Laura Ross has followed her soldier through active duty, Army Reserves and currently Army National Guard. In 5yrs of marriage, they've had 4 children, moved 4 times, fallen in love with their vocation to the military life and Laura's blogged it all. Now as her husband prepares for his first deployment, she's started up a new blog specifically aimed at recording the thoughts and adventures that come with this journey. She hopes to provide encouragement and support to the numerous military families also serving "the land of the free and home of the brave." Please join in her adventures at her blog: Charlie Mike
If it seems like I'm vacillating, I am. Though not as much as it may seem like through my blog posts, because those hard times are usually only fleeting seconds scattered on a canvas of joy-filled days. When I put those difficult times into words, it fills an entire post rather than just a few seconds.
The truth is, my life is good :) I am happy. I love my vocation as a wife and mother to our 4 children. And I am falling in love with my vocation as a military wife, thanks to being co-leader of our family group where I can actively make a difference in the lives of spouses, children, siblings, parents and friends of our soldiers. I will forward informative emails or invite friends to FB groups that support our military. It is something I feel strongly about and called to do - raising awareness and support for our military and their families. This is not a personal plea; there are thousands of military families out there who are everyday challenged to live this vocation.
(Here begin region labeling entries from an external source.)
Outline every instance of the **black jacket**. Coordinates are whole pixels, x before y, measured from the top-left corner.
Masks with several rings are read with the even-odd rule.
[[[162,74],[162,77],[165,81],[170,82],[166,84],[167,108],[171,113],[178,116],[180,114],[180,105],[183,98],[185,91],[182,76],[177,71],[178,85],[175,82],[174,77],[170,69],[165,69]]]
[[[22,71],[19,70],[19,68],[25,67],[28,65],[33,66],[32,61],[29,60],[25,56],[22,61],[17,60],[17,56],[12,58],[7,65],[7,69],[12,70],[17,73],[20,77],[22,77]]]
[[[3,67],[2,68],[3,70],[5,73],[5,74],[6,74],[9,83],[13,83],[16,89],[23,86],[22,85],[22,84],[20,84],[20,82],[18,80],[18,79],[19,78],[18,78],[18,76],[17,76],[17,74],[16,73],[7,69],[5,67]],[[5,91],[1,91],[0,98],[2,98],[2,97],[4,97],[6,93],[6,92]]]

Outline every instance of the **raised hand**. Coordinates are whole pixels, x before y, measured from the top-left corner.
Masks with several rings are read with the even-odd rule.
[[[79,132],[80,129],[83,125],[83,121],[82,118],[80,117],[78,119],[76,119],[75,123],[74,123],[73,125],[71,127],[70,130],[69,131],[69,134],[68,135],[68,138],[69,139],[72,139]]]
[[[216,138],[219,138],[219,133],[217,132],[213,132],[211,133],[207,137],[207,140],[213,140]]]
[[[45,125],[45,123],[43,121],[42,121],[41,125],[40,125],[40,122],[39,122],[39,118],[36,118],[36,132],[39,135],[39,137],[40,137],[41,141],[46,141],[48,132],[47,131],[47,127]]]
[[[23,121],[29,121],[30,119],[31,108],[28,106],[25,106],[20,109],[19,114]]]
I recently posted this article on my FB wall.(http://gagglemaggot.tumblr.com/post/4185240822/what-not-to-say-to-a-military-wife) The article is half kidding, though I know from experience, people do ask some crazy things and if you can respond with humor, it diffuses the urge to hit them over the head ;) A couple people responded with a "well, what can you say?" which, honestly was the first thing I thought after reading the article too. After looking back on my own experiences, I came up with several (hopefully!) helpful things.
*If you can't relate, then say so. "I can't imagine what you're going through..." It's ok, and it's refreshing to hear rather than things like "Oh! That's just like my husband's business trip last week! He was gone for 4 whole days and it was so hard to deal with the kids alone! How are you going to do it for a whole year!?"
First mistake is relating a deployment where you live with the stress and risk of losing your spouse on top of essentially living two people's lives in one person's time to a business trip where they come home and bring the kids bags of peanuts from the plane ride.
Second mistake is insinuating the whole negative "you can't do it" factor and the extreme length of it. We aren't ignorant to the fact it's hard. Or long. If a person has never experienced something and then make judgments about it, they come off sounding ignorant and even condescending. When you are in hardcore active labor, do you really want a nurse who's never been pregnant coming up and saying, "Wow! That looks hard! It's just like the time I got this paper cut and it hurt sooooo much....." Uh, no.
*Be positive. "I know you can get through this. You are a rockstar!" Soooo much nicer than focusing on all the negative aspects of a deployment which play in your head on repeat anyway. You would be amazed at how some simple uplifting words can turn someone's entire day around.
*Be sympathetic. This includes refraining from babbling to excess about the latest romantic date night with your hubby, or other topics that might be hard for someone without their spouse to hear. Are you entitled to talk about it? Of course, but we are also entitled to start sobbing or walk away from you. Many times, a military spouse just wants to vent. The reason we hesitate to vent to a civilian is that they don't understand what you are going through and furthermore, most don't even try. In a world screaming "TOLERANCE!!!," there is little sensitivity to families trudging through each day carrying the weight of two people. Listen to them, put yourself in their shoes and ask yourself what you would want someone to do for you.
*Be supportive. "What can I do to help?" Or better yet, "Bring the kids over Friday morning so you can go out and have some downtime!" "Do you all eat spaghetti? Good! I'm bringing a big pot of it over tomorrow night for your family to enjoy!" Offering general help is wonderful and immediately jumping into action is even better. Let's face it, it's harder to ask for help than to simply follow through on ready made plans. And be sincere. If you already feel overwhelmed, it's ok, but don't offer to help. There's nothing worse than bringing yourself to ask for help only to be rejected by someone who initially offered.